This is a project on predicting if a client will subscribe to a term deposit at a bank. The data is taken from the UCI Machine Learning Repository! This is done as part of the Machine Learning Engineering course held by Alexey Grigorev.
If we think about how banks earn money, one of such methods is to aggressively grow their money with investments.
They are able to have a large amount of capital as there are people who subscribe to term deposits.
With this, the bank is able to give them the interest rate that they have offered, and take the rest of the profit from these investments as a way to earn money.
With this model, it will predict the customers that are more likely to subscribe to a term deposit.
This allows the bank to better convert these customers to subscribe to a term deposit.
The data folder consists of the original dataset that I have used myself, as well as the new dataset added with a few feaatured engineered from the original dataset.
The code folder consists of:
- notebook - where all the EDA, cleaning, and model training happens
- predict - to load the model and serve it via a web service
- predict-test and predict-test-cloud - to test the output of the model, depending on whether you deploy it locally or on cloud
- pipenv and pipenv.lock for the virtual environment using pipenv
- Dockerfile for using a Docker container
The data can be found here in the UCI Machine Learning Repository
As mentioned on the website, there are four datasets.
I am primarily using dataset number 1, which is very close to the data analyzed in [Moro et al., 2014] as there are more inputs to analyze.
The Kaggle version of it consists of the old dataset (dataset 3) and one additional input that is not in this current dataset called 'balance'.
The 'balance' is the amount of money that the person has in their bank account.
However, since there is no ID that I I can use to join the two datasets, I will not be using balance.
Instead, the additional metrics in the updated dataset should do well!
For the rest of the inputs/columns, please refer to the 'bank-additional-names' document or refer to the UCI website.
To load the dataset, do add in ';' in the 'sep' parameter.
I am currently using Windows, therefore waitress is the way I deploy the model.

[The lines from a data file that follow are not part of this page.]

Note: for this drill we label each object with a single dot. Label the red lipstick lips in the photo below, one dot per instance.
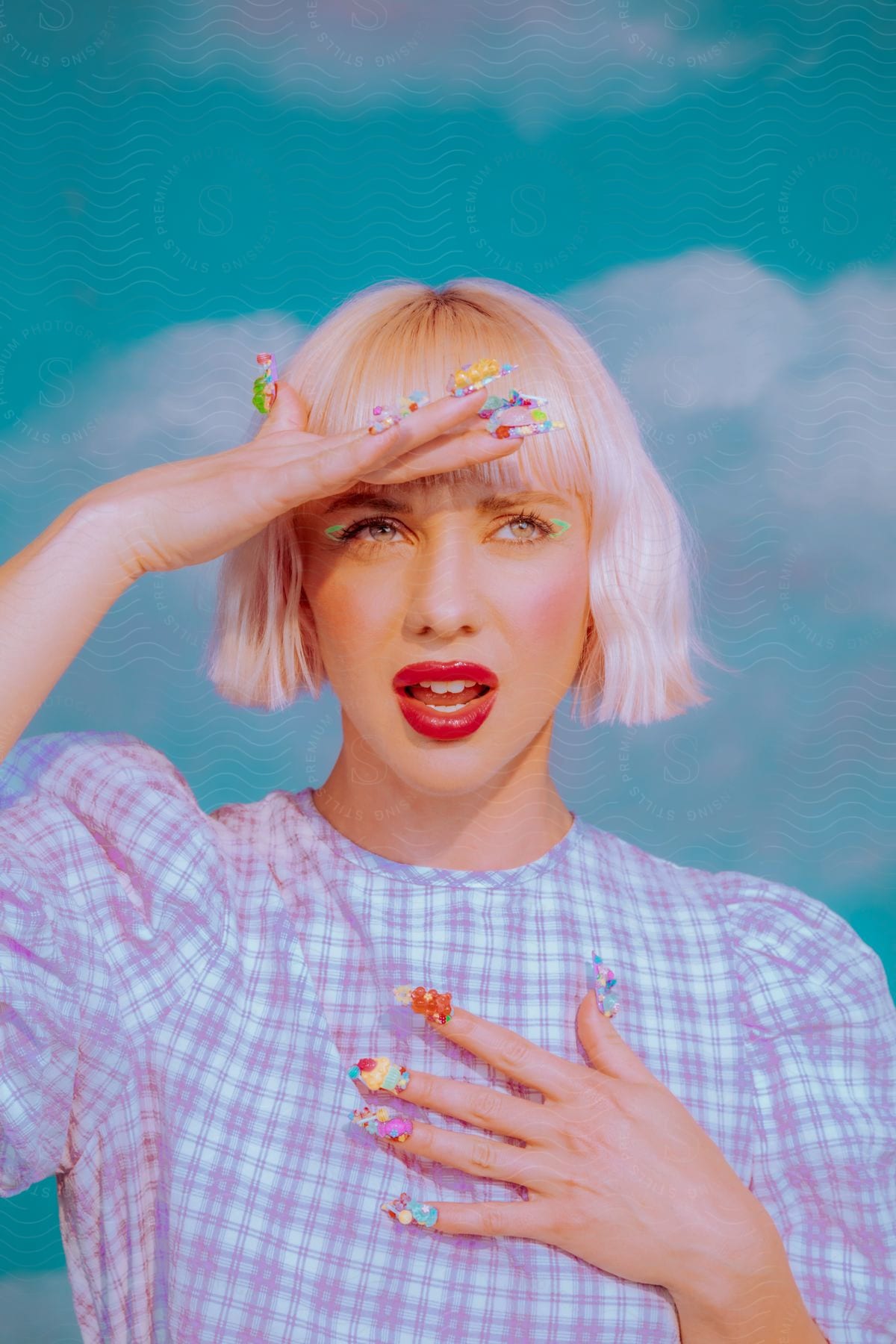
(438, 724)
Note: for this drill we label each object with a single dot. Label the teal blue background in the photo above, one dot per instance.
(709, 188)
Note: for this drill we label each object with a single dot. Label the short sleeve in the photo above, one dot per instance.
(62, 1048)
(820, 1026)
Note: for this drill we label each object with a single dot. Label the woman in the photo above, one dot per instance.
(196, 1003)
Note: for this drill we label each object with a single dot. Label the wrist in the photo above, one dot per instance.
(744, 1295)
(99, 526)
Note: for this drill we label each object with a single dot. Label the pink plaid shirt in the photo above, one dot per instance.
(181, 996)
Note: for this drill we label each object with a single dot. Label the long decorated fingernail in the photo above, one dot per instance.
(406, 1210)
(388, 416)
(381, 1074)
(435, 1006)
(517, 416)
(265, 386)
(383, 1122)
(603, 981)
(470, 378)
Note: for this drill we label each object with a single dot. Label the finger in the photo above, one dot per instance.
(512, 1054)
(484, 1157)
(494, 1218)
(445, 455)
(479, 1105)
(289, 411)
(606, 1048)
(341, 458)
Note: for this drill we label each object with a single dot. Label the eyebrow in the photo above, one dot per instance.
(488, 504)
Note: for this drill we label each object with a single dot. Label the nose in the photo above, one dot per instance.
(442, 584)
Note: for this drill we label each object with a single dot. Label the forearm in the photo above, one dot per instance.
(746, 1298)
(53, 594)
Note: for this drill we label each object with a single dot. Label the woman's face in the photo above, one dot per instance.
(441, 574)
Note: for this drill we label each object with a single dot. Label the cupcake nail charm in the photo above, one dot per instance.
(381, 1074)
(603, 983)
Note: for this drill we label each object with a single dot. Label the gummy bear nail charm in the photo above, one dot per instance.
(381, 1074)
(406, 1210)
(265, 386)
(435, 1006)
(603, 983)
(383, 1122)
(470, 378)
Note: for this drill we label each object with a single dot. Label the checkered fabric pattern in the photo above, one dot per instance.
(181, 996)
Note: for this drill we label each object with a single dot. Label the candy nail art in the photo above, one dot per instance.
(603, 981)
(388, 416)
(517, 416)
(435, 1006)
(406, 1210)
(383, 1122)
(381, 1074)
(265, 386)
(470, 378)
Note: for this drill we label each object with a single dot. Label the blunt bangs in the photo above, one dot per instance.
(402, 336)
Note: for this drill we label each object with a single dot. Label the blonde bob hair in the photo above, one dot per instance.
(398, 336)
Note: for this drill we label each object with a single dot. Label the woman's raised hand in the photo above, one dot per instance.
(188, 512)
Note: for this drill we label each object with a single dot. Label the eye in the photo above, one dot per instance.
(378, 530)
(385, 531)
(532, 529)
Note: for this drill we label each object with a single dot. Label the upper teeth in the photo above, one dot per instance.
(442, 687)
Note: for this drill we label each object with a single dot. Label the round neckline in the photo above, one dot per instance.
(347, 851)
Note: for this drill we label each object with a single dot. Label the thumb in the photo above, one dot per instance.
(287, 413)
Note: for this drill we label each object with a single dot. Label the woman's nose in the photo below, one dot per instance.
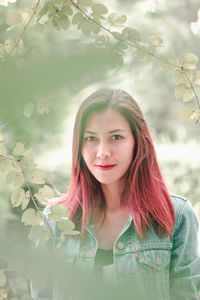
(103, 151)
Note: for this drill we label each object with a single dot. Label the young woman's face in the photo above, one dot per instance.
(108, 146)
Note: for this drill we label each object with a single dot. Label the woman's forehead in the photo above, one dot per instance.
(108, 119)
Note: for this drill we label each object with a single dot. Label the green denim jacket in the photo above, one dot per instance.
(159, 268)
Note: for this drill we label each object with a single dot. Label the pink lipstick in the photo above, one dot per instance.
(105, 167)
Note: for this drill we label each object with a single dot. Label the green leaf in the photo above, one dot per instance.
(44, 194)
(56, 23)
(26, 200)
(64, 22)
(131, 35)
(28, 108)
(173, 61)
(86, 27)
(117, 20)
(58, 211)
(182, 75)
(196, 116)
(38, 176)
(17, 197)
(186, 111)
(67, 10)
(15, 178)
(77, 18)
(39, 27)
(102, 41)
(30, 217)
(9, 45)
(20, 151)
(85, 2)
(190, 61)
(14, 18)
(2, 279)
(95, 28)
(99, 8)
(43, 103)
(65, 225)
(197, 78)
(2, 50)
(2, 150)
(155, 41)
(20, 47)
(188, 94)
(180, 90)
(37, 233)
(27, 162)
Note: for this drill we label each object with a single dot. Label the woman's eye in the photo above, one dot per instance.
(117, 137)
(89, 138)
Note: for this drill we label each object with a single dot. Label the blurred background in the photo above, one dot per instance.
(66, 66)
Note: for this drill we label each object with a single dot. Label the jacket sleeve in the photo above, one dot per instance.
(47, 290)
(185, 256)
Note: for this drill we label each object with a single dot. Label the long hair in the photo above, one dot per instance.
(145, 192)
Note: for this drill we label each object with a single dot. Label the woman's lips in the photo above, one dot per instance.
(105, 167)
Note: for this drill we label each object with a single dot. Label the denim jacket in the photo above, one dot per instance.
(161, 268)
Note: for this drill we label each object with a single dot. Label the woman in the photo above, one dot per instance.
(132, 230)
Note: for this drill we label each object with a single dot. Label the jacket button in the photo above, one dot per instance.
(120, 245)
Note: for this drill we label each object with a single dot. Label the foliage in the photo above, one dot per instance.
(107, 32)
(93, 19)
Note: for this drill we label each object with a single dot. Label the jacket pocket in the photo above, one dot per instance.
(154, 272)
(158, 259)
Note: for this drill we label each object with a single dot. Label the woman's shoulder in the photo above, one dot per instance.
(184, 212)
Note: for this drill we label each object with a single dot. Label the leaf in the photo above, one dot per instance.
(27, 162)
(30, 217)
(17, 197)
(64, 22)
(181, 76)
(180, 90)
(58, 211)
(131, 35)
(2, 279)
(15, 178)
(37, 233)
(95, 28)
(188, 94)
(20, 151)
(67, 10)
(197, 78)
(102, 41)
(186, 111)
(86, 27)
(43, 106)
(2, 50)
(9, 46)
(173, 61)
(39, 27)
(38, 176)
(77, 18)
(2, 150)
(26, 200)
(99, 8)
(44, 194)
(85, 2)
(28, 108)
(190, 60)
(117, 20)
(65, 225)
(14, 18)
(155, 41)
(20, 47)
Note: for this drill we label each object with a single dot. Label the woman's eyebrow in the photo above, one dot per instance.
(112, 131)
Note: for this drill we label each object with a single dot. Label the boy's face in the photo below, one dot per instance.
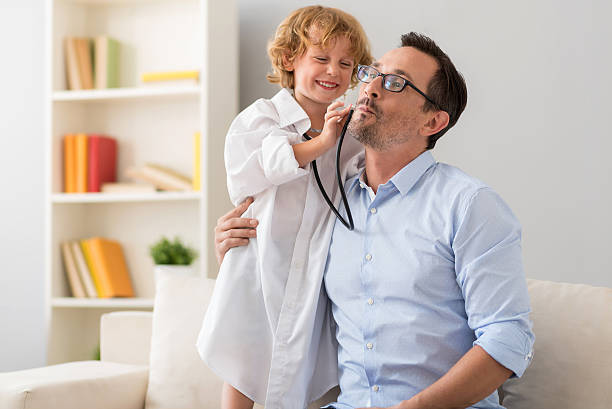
(321, 75)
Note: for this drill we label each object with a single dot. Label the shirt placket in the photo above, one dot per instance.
(368, 277)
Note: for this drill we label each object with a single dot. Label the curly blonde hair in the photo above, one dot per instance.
(292, 39)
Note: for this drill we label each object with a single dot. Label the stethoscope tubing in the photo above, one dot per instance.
(349, 224)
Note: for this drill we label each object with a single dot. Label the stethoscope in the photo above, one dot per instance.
(349, 224)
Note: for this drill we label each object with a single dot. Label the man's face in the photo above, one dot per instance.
(382, 118)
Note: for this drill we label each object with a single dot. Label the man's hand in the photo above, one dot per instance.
(233, 230)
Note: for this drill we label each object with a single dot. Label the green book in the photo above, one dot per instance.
(106, 62)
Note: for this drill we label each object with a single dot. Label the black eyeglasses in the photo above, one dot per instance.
(391, 82)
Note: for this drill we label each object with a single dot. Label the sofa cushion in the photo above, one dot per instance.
(85, 384)
(572, 361)
(178, 378)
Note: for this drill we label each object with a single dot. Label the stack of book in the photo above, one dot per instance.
(96, 268)
(89, 161)
(161, 177)
(92, 63)
(170, 77)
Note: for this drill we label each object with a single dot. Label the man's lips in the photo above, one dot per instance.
(364, 109)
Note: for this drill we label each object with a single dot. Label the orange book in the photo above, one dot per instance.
(69, 163)
(108, 268)
(81, 163)
(86, 253)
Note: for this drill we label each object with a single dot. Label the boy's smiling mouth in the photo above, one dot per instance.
(327, 85)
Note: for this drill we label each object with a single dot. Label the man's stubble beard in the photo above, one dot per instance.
(380, 135)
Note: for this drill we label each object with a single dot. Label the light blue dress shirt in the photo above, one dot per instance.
(432, 268)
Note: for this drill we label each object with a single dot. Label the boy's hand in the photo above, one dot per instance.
(334, 120)
(233, 230)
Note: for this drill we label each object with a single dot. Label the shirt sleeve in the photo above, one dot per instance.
(258, 153)
(489, 269)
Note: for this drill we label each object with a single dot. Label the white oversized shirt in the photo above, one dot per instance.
(267, 330)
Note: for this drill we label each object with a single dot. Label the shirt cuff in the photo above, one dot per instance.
(278, 160)
(508, 345)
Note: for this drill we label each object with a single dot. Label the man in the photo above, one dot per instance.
(428, 292)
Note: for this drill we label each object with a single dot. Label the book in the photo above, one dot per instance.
(196, 162)
(106, 62)
(88, 261)
(74, 280)
(73, 76)
(169, 76)
(84, 273)
(69, 163)
(81, 162)
(83, 49)
(102, 161)
(128, 188)
(108, 267)
(161, 177)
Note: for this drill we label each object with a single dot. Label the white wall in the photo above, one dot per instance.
(539, 77)
(22, 334)
(535, 129)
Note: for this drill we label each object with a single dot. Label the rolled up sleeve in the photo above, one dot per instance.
(490, 273)
(259, 154)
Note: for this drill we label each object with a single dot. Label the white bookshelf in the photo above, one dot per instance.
(151, 123)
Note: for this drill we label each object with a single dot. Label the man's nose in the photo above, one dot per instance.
(372, 89)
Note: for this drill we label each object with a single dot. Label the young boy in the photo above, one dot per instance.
(259, 333)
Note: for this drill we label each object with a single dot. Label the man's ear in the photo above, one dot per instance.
(287, 64)
(436, 123)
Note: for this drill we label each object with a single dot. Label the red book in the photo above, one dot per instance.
(102, 163)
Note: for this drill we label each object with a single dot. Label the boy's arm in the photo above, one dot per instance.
(308, 151)
(233, 231)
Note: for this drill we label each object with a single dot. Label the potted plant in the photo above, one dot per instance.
(172, 256)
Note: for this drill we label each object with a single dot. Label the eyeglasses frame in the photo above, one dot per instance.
(406, 83)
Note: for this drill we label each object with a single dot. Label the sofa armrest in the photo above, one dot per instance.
(125, 337)
(84, 384)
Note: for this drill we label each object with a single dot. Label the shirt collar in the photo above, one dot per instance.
(406, 178)
(290, 112)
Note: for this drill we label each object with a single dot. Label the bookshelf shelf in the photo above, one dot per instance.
(71, 302)
(59, 198)
(152, 92)
(151, 123)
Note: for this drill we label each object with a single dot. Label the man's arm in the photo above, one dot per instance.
(474, 377)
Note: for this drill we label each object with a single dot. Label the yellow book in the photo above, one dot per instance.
(109, 268)
(90, 265)
(81, 163)
(170, 75)
(69, 163)
(196, 161)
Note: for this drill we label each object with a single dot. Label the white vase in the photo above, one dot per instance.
(162, 270)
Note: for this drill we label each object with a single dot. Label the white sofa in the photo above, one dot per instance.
(148, 360)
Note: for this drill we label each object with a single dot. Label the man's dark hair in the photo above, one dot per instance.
(447, 86)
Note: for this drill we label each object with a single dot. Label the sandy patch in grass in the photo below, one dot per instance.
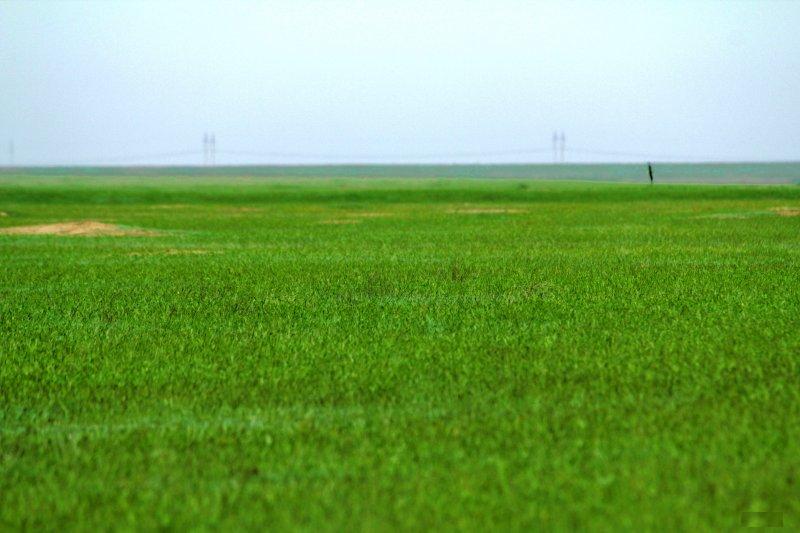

To deploy the model with waitress, please use: waitress-serve --listen=0.0.0.0:9696 predict:app
If you can't use that, you can use python3 -m waitress --listen=0.0.0.0:9696 predict:app
instead.
If you want to use gunicorn, you can do so by doing gunicorn --bind 0.0.0.0:9696 predict:app
I used pipenv for the virtual environment. In order to use the same venv as me, do use pip install pipenv.
To replicate the environment, on your command line, use pipenv install numpy scikit-learn==0.24.2 xgboost==1.4.2 pandas flask gunicorn waitress
You can run the environment using pipenv shell, and deploy the model as normal.
To deploy the model, refer to the "Depolyment of model" part of the README.
I have built the model and pushed it to kwangyy/bank-prediction:3.8.12-slim for easy use!
To take the model from the docker container I built, just replace
FROM python:3.8.12-slim
with
FROM kwangyy/bank-prediction:3.8.12
in the dockerfile.
If you choose to build a docker file locally instead, here are the steps to do so:
-
In your command line, run:
docker run -it --rm --entrypoint=bash python:3.8.12-slim
to create a docker image. -
Create a Dockerfile as such:
FROM python:3.8.12-slim
RUN pip install pipenv
WORKDIR /app
COPY ["Pipfile", "Pipfile.lock", "./"]
RUN pipenv install --system --deploy
COPY ["predict.py", "xgbclassifier.bin", "./"]
EXPOSE 9696
ENTRYPOINT ["waitress-serve", "--listen=0.0.0.0:9696", "predict:app"]
This allows us to install python, run pipenv and its dependencies, run our predict script and our model itself and deploys our model using waitress. Similarly, you can just use the dockerfile in this repository.
-
Build the docker container with
Docker build -t bank-prediction .
-
Run the docker container with
Docker run -it -p 9696:9696 bank-prediction:latest
so that we can use our model!
To deploy this into the cloud using AWS Elastic Beanstalk:
- Use
pipenv install --dev awsebcli
to install the command line for AWS Elastic Beanstalk. This is because we only need Elastic Beanstalk for deploying to the cloud and not actually for the model itself. - Use
eb local run --port 9696
, allowing EB to build the Docker container. - Use
eb create bank-serving-env
to create the environment for the container itself - AWS will start creating the environment, so do give it a few minutes. Once it is done, there will be a line that says 'Application available at ....'. Copy and paste the link - that is your new host.
- If you happen to use a .py file for a request, do change your host to the link, and your url to a f-string.
e.g. If your host =
kwangyy.importantletters.us-east-2.elasticbeanstalk.com
, then your url =f'http://{host}/predict'
- To terminate, use
eb terminate bank-serving-env
to not waste your EC2 hours (you need to pay for your instance hours once it hits a certain limit, you know that right?)